French Regional Food—Joël Robuchon and Loïc Bienassis
Admittedly, I am a bit of a Francophile and this book delivers deep insight into traditional techniques and products from the many diverse regions of France. Co-authored by legendary chef Joël Robuchon, this is perhaps the most thorough academic study of French cuisine I’ve ever read, and it’s truly a joy to cook from. I’m also proud to note that it’s one of the textbooks that ICE culinary students receive during their study of international cuisines.

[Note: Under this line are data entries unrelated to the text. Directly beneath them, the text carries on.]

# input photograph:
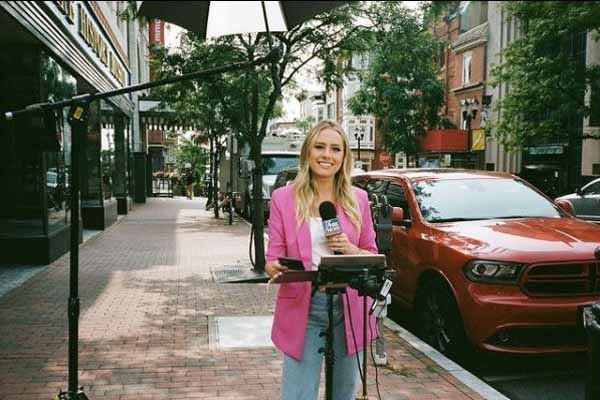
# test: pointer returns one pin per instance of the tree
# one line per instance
(401, 86)
(544, 69)
(190, 152)
(251, 95)
(306, 123)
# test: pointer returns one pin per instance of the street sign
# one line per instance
(478, 136)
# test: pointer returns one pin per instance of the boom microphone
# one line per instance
(331, 223)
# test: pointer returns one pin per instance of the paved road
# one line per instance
(548, 377)
(148, 304)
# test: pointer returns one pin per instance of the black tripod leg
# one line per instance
(329, 352)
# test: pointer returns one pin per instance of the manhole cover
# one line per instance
(240, 332)
(237, 274)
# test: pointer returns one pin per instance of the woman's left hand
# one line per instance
(341, 244)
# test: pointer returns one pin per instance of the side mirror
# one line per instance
(566, 205)
(247, 166)
(397, 215)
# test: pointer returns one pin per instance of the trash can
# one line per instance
(591, 320)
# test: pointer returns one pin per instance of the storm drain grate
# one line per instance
(241, 332)
(237, 274)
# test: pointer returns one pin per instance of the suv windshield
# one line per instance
(475, 199)
(272, 165)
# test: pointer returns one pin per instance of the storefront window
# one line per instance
(36, 202)
(107, 152)
(57, 84)
(91, 172)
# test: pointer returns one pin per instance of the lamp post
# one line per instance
(360, 135)
(469, 108)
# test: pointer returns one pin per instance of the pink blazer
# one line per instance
(287, 239)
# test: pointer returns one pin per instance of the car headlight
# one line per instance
(497, 272)
(266, 192)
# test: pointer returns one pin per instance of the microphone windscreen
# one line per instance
(331, 223)
(327, 210)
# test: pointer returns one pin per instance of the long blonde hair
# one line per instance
(305, 191)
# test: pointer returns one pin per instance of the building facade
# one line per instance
(53, 50)
(460, 141)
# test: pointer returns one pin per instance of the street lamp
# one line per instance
(469, 108)
(360, 135)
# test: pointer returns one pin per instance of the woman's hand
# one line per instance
(341, 244)
(274, 269)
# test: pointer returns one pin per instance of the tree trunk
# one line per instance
(215, 157)
(258, 224)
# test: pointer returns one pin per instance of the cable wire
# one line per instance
(362, 378)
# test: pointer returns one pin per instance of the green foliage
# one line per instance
(306, 123)
(190, 152)
(401, 86)
(545, 72)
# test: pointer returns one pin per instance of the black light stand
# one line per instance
(78, 112)
(366, 274)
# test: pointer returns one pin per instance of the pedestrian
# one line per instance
(296, 231)
(189, 184)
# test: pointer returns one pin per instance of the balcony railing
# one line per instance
(444, 140)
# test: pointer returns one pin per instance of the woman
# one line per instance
(295, 230)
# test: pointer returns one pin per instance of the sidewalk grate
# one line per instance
(241, 332)
(237, 274)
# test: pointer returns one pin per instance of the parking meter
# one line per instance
(591, 321)
(382, 222)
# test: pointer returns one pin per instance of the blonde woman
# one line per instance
(296, 231)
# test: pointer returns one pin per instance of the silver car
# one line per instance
(586, 201)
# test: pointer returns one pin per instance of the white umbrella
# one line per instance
(219, 18)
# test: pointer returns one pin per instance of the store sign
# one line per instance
(93, 36)
(68, 10)
(542, 150)
(478, 136)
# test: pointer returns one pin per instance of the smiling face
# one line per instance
(327, 154)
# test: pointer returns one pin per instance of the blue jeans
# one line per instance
(300, 379)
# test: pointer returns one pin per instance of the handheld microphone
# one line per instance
(331, 223)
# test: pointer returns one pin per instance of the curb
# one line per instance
(465, 377)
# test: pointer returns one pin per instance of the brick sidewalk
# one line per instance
(146, 297)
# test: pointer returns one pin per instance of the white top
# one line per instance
(319, 243)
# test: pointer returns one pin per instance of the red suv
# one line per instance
(488, 262)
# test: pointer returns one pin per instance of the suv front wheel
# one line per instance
(438, 320)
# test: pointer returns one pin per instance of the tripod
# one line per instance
(329, 351)
(366, 274)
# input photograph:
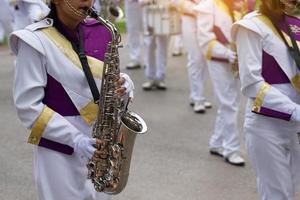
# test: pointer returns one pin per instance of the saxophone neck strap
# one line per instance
(86, 68)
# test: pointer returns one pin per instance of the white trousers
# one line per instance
(197, 64)
(227, 91)
(178, 43)
(64, 177)
(156, 56)
(5, 20)
(277, 166)
(134, 21)
(26, 14)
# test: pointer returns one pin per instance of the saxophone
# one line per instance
(110, 10)
(115, 126)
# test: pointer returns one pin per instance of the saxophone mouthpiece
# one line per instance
(91, 12)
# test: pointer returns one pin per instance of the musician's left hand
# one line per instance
(124, 85)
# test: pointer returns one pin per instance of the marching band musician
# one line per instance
(267, 45)
(134, 24)
(178, 45)
(27, 12)
(156, 54)
(214, 21)
(53, 98)
(197, 65)
(6, 20)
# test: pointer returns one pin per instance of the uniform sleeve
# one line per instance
(48, 128)
(207, 39)
(268, 100)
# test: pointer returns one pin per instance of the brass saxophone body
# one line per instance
(115, 126)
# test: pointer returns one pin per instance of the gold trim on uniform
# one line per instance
(40, 125)
(259, 100)
(210, 49)
(296, 82)
(267, 21)
(66, 47)
(89, 112)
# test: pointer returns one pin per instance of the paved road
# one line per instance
(171, 162)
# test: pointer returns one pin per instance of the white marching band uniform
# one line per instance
(156, 52)
(197, 64)
(6, 19)
(214, 22)
(134, 24)
(57, 109)
(270, 80)
(28, 11)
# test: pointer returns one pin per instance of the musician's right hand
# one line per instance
(231, 56)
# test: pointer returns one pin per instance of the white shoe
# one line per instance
(218, 151)
(133, 65)
(207, 104)
(149, 85)
(161, 85)
(235, 159)
(199, 107)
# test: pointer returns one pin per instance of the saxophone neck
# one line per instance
(116, 36)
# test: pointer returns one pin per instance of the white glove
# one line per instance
(296, 114)
(231, 56)
(84, 146)
(128, 84)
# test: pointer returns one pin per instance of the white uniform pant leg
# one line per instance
(197, 64)
(2, 33)
(276, 167)
(5, 19)
(150, 60)
(161, 57)
(60, 177)
(34, 12)
(21, 19)
(227, 91)
(178, 43)
(134, 29)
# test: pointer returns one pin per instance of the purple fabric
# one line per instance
(96, 38)
(276, 114)
(220, 35)
(291, 21)
(62, 148)
(57, 98)
(251, 5)
(271, 71)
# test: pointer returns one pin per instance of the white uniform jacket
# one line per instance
(269, 75)
(214, 34)
(51, 92)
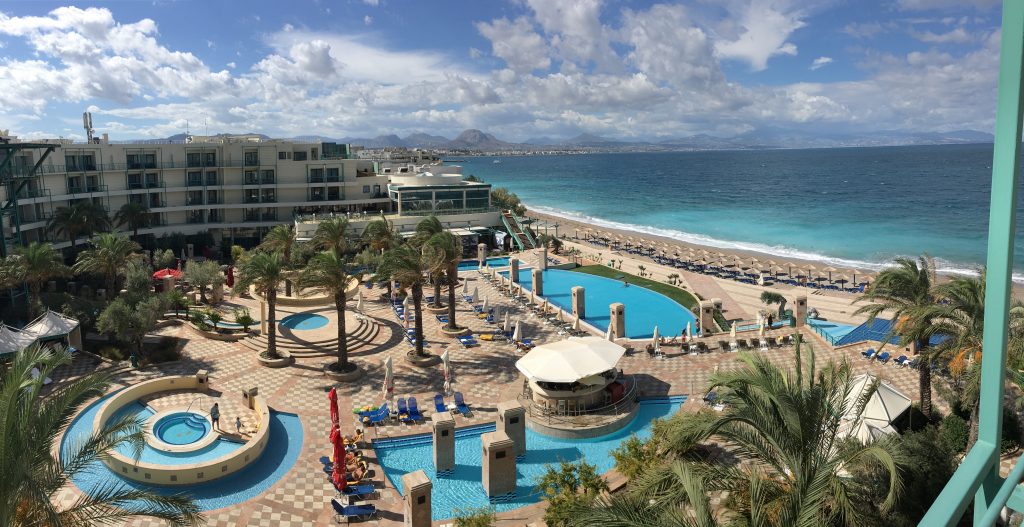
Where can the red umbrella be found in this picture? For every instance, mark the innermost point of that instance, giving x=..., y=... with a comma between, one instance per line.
x=338, y=475
x=333, y=397
x=164, y=273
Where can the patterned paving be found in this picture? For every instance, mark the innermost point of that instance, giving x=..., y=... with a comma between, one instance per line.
x=484, y=374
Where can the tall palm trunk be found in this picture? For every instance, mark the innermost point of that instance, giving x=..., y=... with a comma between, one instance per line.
x=453, y=279
x=339, y=305
x=418, y=323
x=271, y=323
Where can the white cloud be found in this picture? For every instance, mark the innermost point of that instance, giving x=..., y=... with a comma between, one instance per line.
x=820, y=61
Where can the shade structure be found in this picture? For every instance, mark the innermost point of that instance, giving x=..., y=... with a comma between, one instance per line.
x=569, y=360
x=167, y=273
x=884, y=406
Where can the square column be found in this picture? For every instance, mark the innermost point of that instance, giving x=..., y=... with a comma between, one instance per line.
x=579, y=303
x=499, y=464
x=443, y=444
x=801, y=312
x=512, y=421
x=616, y=320
x=417, y=487
x=538, y=282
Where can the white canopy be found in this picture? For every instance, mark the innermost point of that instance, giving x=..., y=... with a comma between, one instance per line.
x=570, y=360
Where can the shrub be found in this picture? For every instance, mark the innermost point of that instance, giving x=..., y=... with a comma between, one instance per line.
x=954, y=432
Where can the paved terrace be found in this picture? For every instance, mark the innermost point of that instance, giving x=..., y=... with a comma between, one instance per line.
x=485, y=375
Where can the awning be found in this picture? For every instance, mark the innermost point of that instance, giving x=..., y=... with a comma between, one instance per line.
x=570, y=360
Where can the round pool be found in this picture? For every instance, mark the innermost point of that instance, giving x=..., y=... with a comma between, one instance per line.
x=304, y=321
x=182, y=428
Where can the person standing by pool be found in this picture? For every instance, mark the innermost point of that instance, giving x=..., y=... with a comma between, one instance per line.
x=215, y=415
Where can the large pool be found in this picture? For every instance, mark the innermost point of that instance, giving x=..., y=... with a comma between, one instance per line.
x=644, y=308
x=463, y=489
x=498, y=261
x=280, y=455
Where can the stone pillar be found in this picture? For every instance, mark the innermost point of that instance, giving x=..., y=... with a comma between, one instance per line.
x=800, y=313
x=499, y=464
x=616, y=319
x=707, y=315
x=512, y=421
x=416, y=487
x=443, y=447
x=579, y=304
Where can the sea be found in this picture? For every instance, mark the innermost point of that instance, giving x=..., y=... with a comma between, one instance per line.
x=855, y=208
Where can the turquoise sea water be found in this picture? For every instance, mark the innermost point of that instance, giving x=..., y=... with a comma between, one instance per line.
x=849, y=207
x=463, y=488
x=644, y=308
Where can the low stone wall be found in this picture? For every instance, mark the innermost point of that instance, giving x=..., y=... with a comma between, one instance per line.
x=181, y=474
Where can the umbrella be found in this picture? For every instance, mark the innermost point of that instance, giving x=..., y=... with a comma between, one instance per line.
x=338, y=473
x=332, y=396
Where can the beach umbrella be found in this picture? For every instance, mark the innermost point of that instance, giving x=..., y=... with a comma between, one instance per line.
x=332, y=397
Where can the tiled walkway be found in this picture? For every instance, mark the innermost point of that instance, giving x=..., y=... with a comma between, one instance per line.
x=485, y=375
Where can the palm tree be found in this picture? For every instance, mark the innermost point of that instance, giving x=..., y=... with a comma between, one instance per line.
x=265, y=271
x=281, y=239
x=109, y=256
x=134, y=216
x=40, y=263
x=907, y=291
x=406, y=265
x=330, y=273
x=786, y=426
x=332, y=234
x=80, y=218
x=34, y=474
x=443, y=252
x=770, y=297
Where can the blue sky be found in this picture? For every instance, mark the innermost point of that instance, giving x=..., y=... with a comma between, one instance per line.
x=518, y=69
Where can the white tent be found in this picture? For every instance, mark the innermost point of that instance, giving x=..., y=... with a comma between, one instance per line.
x=570, y=360
x=885, y=405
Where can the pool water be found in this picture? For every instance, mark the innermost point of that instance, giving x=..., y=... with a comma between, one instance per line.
x=181, y=428
x=500, y=261
x=463, y=489
x=644, y=308
x=282, y=451
x=303, y=321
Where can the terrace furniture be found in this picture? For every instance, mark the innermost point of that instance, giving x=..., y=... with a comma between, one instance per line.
x=460, y=404
x=364, y=512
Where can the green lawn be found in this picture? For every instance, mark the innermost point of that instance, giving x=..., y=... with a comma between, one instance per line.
x=685, y=298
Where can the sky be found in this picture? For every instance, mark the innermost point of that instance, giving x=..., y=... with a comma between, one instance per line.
x=516, y=69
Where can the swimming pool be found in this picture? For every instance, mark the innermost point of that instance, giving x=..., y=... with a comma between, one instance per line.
x=463, y=489
x=280, y=455
x=644, y=308
x=303, y=321
x=498, y=261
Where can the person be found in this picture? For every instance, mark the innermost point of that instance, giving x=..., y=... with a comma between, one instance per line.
x=215, y=415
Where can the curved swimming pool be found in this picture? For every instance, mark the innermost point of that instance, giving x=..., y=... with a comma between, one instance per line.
x=463, y=489
x=303, y=321
x=644, y=308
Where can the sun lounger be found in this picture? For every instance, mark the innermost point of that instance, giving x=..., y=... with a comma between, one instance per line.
x=439, y=405
x=363, y=512
x=460, y=404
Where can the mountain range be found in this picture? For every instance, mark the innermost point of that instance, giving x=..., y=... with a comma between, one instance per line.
x=477, y=140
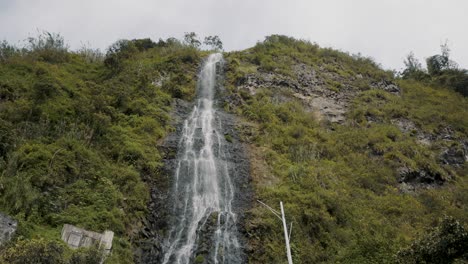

The Elements of Dessert—Francisco Migoya
Above all else, I love being a chef because of the community that serves as a foundation of our profession. I’m indebted to so many friends and colleagues for inspiration and motivation, and Francisco Migoya has long been one of those peers whose work continues to push our craft ever forward. Elements of Dessert—his third book—reflects the expansive role of the restaurant pastry chef and the wide range of skill sets that come to bear in that environment. One reason I admire Francisco’s work is that while he may have one foot planted firmly in progressive sensibilities, the other foot is well grounded in classic ideas and techniques. He’s currently compiling a massive treatise on bread with Nathan Myhrvold and the Modernist Cuisine team, and I look forward to including that book in future reading lists!
Fancy Desserts—Brooks Headley
Del Posto’s Executive Pastry Chef Brooks Headley’s first cookbook, released last year, is as valuable for the recipes that makeup his unique style as for the personal stories that accompany those recipes. Entertaining tales from touring in a punk band to humble accounts of his early days as a pastry cook weave seamlessly into the perfect balance of refined and rustic desserts that have become his trademark.
How Baking Works: Exploring the Fundamentals of Baking Science—Paula Figoni
This has been my preferred practical reference text for years. Figoni breaks down the basic science of pastry and baking techniques to better understand classic preparations, as well as the composition and function of the ingredients that go into them. Highly recommended for all pastry cooks and students.
The Curious Cook—Harold McGee
Harold’s classic reference On Food and Cooking has been many a chef’s first introduction to the underlying science of cooking. Of equal interest to me was his follow-up, The Curious Cook, a book of investigations and experiments that sought to prove or disprove a range of culinary “precisions”—from how much oil can be emulsified by a single egg yolk to the truth behind the notion that searing meat “seals in its juices.” This was one of the first books that made me think about the “hows” and “whys” lurking beneath the surface of everyday cooking.
The Kitchen as a Laboratory: Reflections on the Science of Food and Cooking—César Vega, Job Ubbink and Erik Van Der Linden
In recent years there has been a lot of attention given to the intersection of science and cooking, but few reflect on what that means beyond shiny gadgets and flashy techniques employed in “modernist” kitchens. Inquisitive cooks owe a great deal to the real scientists who have contributed to this new dialogue and who have helped translate the analytical language of the laboratory into one we can understand and apply in the kitchen. This book of short essays from both chefs and scientists tackle a range of topics—from grilled cheese sandwiches and “stretchy” ice cream to the physics of heat transfer—including a chapter I contributed on my own personal approach to science and cooking.